Cet incroyable moment a duré plus d’un quart d’heure. Un temps qui a permis au sélectionneur Roberto martinez de réajuster son équipe en faisant entrer Fellaini et Chadli, des choix qui vont s’avérer payants.

Manque d'expérience...

Lorsque Vertonghen, coupable sur l’ouverture du score japonais, égalise d’une reprise de la tête heureuse (69e), l’élan change de camp. La confiance aussi sans doute. Les Samouraïs se sont mis à reculer, et les Belges à pousser jusqu’à l’égalisation de Fellaini (oui de la tête !) sur un service de Eden Hazard (74e). Le joueur de Manchester United validait une première fois le coaching de Martinez.

Le Japon aurait pu couler après ce retour de l’enfer des Diables, mais Kawashima s’est montré impérial sur une double action de Chadli et Lukaku (88e), juste après une frappe puissante de Vertonghen (87e).

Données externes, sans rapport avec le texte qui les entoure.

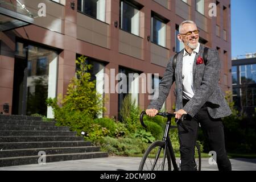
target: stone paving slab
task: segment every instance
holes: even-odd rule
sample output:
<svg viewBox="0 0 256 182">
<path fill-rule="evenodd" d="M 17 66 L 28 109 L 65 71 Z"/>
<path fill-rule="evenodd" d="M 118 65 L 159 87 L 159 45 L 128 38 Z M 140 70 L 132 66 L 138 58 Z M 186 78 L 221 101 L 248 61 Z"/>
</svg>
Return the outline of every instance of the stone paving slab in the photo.
<svg viewBox="0 0 256 182">
<path fill-rule="evenodd" d="M 217 171 L 209 158 L 202 159 L 202 171 Z M 0 171 L 138 171 L 141 158 L 109 156 L 76 160 L 0 167 Z M 179 161 L 179 159 L 177 159 Z M 256 159 L 230 159 L 234 171 L 256 171 Z"/>
</svg>

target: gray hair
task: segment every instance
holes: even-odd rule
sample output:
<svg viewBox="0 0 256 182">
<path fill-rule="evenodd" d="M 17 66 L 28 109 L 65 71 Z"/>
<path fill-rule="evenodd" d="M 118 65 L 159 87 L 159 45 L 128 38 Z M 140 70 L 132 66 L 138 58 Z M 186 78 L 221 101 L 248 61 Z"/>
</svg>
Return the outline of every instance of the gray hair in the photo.
<svg viewBox="0 0 256 182">
<path fill-rule="evenodd" d="M 180 33 L 180 31 L 181 30 L 182 26 L 184 24 L 185 24 L 185 23 L 191 23 L 191 24 L 196 24 L 196 23 L 195 23 L 194 22 L 193 22 L 192 20 L 185 20 L 185 21 L 183 21 L 179 26 L 179 32 Z"/>
</svg>

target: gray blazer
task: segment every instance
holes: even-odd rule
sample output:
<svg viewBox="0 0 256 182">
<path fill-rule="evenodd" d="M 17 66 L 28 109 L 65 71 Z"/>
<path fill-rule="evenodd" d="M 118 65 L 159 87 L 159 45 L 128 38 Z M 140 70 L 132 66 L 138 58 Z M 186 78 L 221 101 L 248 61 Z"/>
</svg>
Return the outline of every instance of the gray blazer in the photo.
<svg viewBox="0 0 256 182">
<path fill-rule="evenodd" d="M 196 60 L 199 55 L 203 57 L 204 46 L 200 44 L 199 52 L 196 54 L 193 65 L 193 85 L 195 95 L 183 107 L 182 105 L 182 60 L 183 51 L 177 56 L 176 66 L 174 73 L 172 60 L 171 57 L 162 78 L 159 87 L 159 96 L 157 99 L 151 101 L 148 109 L 162 107 L 167 97 L 171 86 L 174 81 L 176 83 L 176 93 L 175 110 L 183 109 L 189 115 L 193 117 L 200 108 L 207 102 L 207 110 L 213 118 L 228 116 L 232 114 L 230 109 L 226 102 L 223 92 L 218 86 L 220 69 L 220 61 L 217 50 L 208 49 L 207 64 L 196 64 Z"/>
</svg>

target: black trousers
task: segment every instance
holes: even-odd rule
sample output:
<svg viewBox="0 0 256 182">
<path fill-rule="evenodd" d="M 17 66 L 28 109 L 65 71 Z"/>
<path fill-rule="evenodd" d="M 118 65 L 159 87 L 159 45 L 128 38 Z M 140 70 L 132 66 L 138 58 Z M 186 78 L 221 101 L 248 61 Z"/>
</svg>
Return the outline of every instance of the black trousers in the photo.
<svg viewBox="0 0 256 182">
<path fill-rule="evenodd" d="M 183 106 L 188 101 L 188 100 L 183 100 Z M 203 106 L 193 118 L 189 115 L 184 118 L 184 124 L 189 129 L 189 132 L 187 132 L 180 125 L 178 125 L 181 171 L 195 170 L 192 162 L 199 123 L 206 135 L 210 151 L 216 152 L 216 162 L 218 169 L 231 170 L 231 163 L 226 155 L 225 147 L 222 121 L 221 118 L 212 118 L 207 107 Z"/>
</svg>

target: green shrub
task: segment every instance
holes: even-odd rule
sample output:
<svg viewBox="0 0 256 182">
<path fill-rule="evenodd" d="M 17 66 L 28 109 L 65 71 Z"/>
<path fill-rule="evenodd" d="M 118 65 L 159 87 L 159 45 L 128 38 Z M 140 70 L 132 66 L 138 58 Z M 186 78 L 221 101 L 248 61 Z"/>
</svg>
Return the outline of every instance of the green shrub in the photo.
<svg viewBox="0 0 256 182">
<path fill-rule="evenodd" d="M 80 69 L 76 71 L 77 76 L 68 85 L 64 98 L 62 96 L 58 99 L 49 98 L 47 103 L 53 108 L 57 125 L 69 126 L 71 130 L 77 131 L 79 135 L 81 131 L 89 132 L 89 136 L 93 136 L 92 139 L 94 140 L 97 137 L 92 134 L 92 131 L 100 133 L 100 136 L 105 135 L 104 131 L 102 134 L 98 131 L 102 129 L 93 127 L 93 119 L 104 108 L 101 96 L 96 92 L 95 82 L 90 81 L 90 75 L 88 71 L 90 65 L 85 64 L 85 59 L 81 56 L 76 61 Z"/>
<path fill-rule="evenodd" d="M 115 128 L 115 137 L 123 136 L 129 134 L 129 132 L 125 127 L 125 124 L 120 122 L 118 122 L 116 123 L 116 125 L 117 127 Z"/>
<path fill-rule="evenodd" d="M 102 118 L 94 119 L 94 122 L 96 124 L 100 125 L 102 127 L 105 127 L 109 130 L 110 135 L 111 136 L 115 136 L 115 130 L 117 127 L 117 125 L 115 121 L 112 119 L 109 118 Z"/>
<path fill-rule="evenodd" d="M 131 94 L 127 94 L 123 99 L 120 115 L 122 122 L 131 133 L 134 133 L 138 127 L 141 127 L 140 114 L 141 109 L 135 105 L 135 101 L 131 100 Z"/>
<path fill-rule="evenodd" d="M 123 156 L 137 156 L 144 154 L 148 144 L 141 139 L 133 136 L 118 138 L 106 136 L 99 140 L 97 145 L 103 151 L 110 155 Z"/>
<path fill-rule="evenodd" d="M 156 140 L 155 137 L 152 135 L 150 132 L 147 132 L 144 129 L 137 130 L 134 136 L 135 138 L 141 139 L 142 142 L 145 143 L 152 143 Z"/>
</svg>

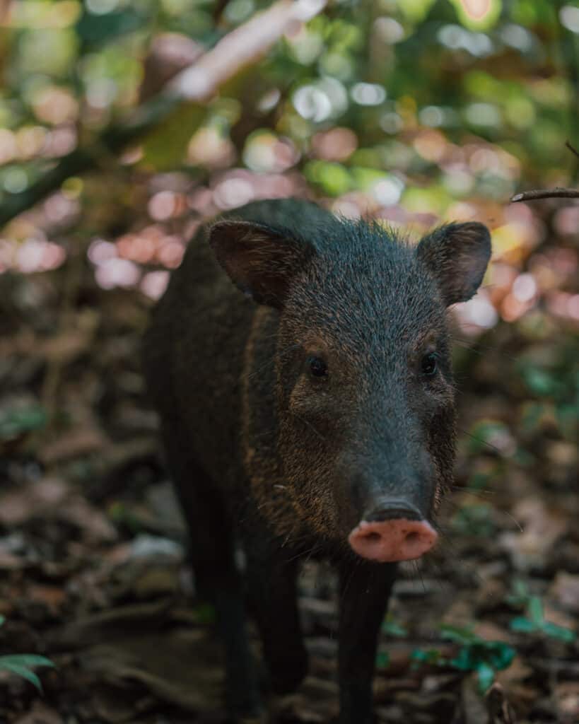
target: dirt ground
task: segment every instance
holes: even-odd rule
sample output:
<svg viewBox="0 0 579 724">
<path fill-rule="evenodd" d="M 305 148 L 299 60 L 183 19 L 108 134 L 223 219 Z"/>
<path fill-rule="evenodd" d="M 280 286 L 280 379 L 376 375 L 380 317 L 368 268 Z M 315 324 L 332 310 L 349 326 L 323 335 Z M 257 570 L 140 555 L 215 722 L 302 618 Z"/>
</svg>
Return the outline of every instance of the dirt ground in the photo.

La détresse d'un supporter japonais.
La détresse d'un supporter japonais. REUTERS/Marko Djurica

Le Japon a cru à la victoire, avant de croire à une probable prolongation ou même à un succès dans les dernières minutes. C’est sans doute pour cela que les hommes d’Akira Nishino ont pensé pouvoir forcer leur destin en attaquant dans les arrêts de jeu. Ce manque d’expérience et/ou de vice leur sera fatale puisque sur le dernier corner, la Belgique partait en contre-attaque. Une relance de Courtois pour De Bruyne qui décale Meunier, ce dernier adresse un centre pour Lukaku, l’attaquant laisse passer pour Chadli qui marque presque sans opposition. Le chrono affiche 90+4. Le match est terminé. Les Japonais sont à terre, les Belges au ciel, conscients d’être revenus de très, très loin.